Aminoglycoside Toxicity in the Treatment of Endophthalmitis

Author Affiliations

From The Wilmer Ophthalmological Institute, The Johns Hopkins Hospital, Baltimore, Md (Dr Campochiaro), and The Emory Clinic, Atlanta, Ga (Dr Lim).

Arch Ophthalmol. 1994;112(1):48-53. doi:10.1001/archopht.1994.01090130058017

Objective and Methods:  Intravitreous aminoglycosides are widely used for the treatment and prophylaxis of endophthalmitis. Because the toxicity of 0.4 mg of gentamicin sulfate is well documented, many surgeons now use amikacin sulfate or low-dose gentamicin to reduce the risk of macular infarction. A survey of retinal specialists has suggested that amikacin or low-dose gentamicin can also cause macular toxic side effects. To further investigate this issue, the critical details of the case histories, findings, and course of 13 patients who received intravitreous injections of 0.2 to 0.4 mg of amikacin sulfate or 0.1 to 0.2 mg of gentamicin sulfate for prophylaxis or treatment of endophthalmitis are summarized. For several patients, complete case histories and a fluorescein angiogram are provided.

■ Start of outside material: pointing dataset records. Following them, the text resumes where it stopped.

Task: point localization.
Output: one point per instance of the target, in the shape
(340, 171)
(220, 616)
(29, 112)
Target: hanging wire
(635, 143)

Results:  These cases suggest that amikacin and low-dose gentamicin, similar to gentamicin sulfate at a dose of 0.4 mg, can cause macular infarction. The causative dose cannot be ascertained in any of the cases, but doses were prepared by hospital pharmacists using typewritten protocols, a practice that helps to prevent dilution errors. Several of these cases differ from previously reported cases of aminoglycoside toxicity in that the involvement of the macula was quite discrete. Most of the patients suffered severe visual loss, but two patients, in whom most of the nonperfusion was adjacent to the macula and in whom some of the perifoveal capillaries were spared, recovered 20/50 visual acuity.

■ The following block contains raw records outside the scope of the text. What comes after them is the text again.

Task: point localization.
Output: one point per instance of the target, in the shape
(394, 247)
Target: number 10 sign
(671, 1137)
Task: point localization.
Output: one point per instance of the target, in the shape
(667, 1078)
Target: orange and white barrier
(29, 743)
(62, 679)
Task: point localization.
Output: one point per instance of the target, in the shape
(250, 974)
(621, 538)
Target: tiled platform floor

Conclusions:  These cases emphasize the potential hazards of the intravitreous use of aminoglycosides. A toxic reaction can occur even when injection of low doses is intended and precautions are made to avoid dilution errors. A localized increase in concentration in dependent areas of the retina may play a role in aminoglycoside toxicity. If some of the perifoveal capillaries are spared, retention of some central vision is possible. Consideration should be given to substituting ceftazidime for aminoglycosides for the treatment and prophylaxis of endophthalmitis.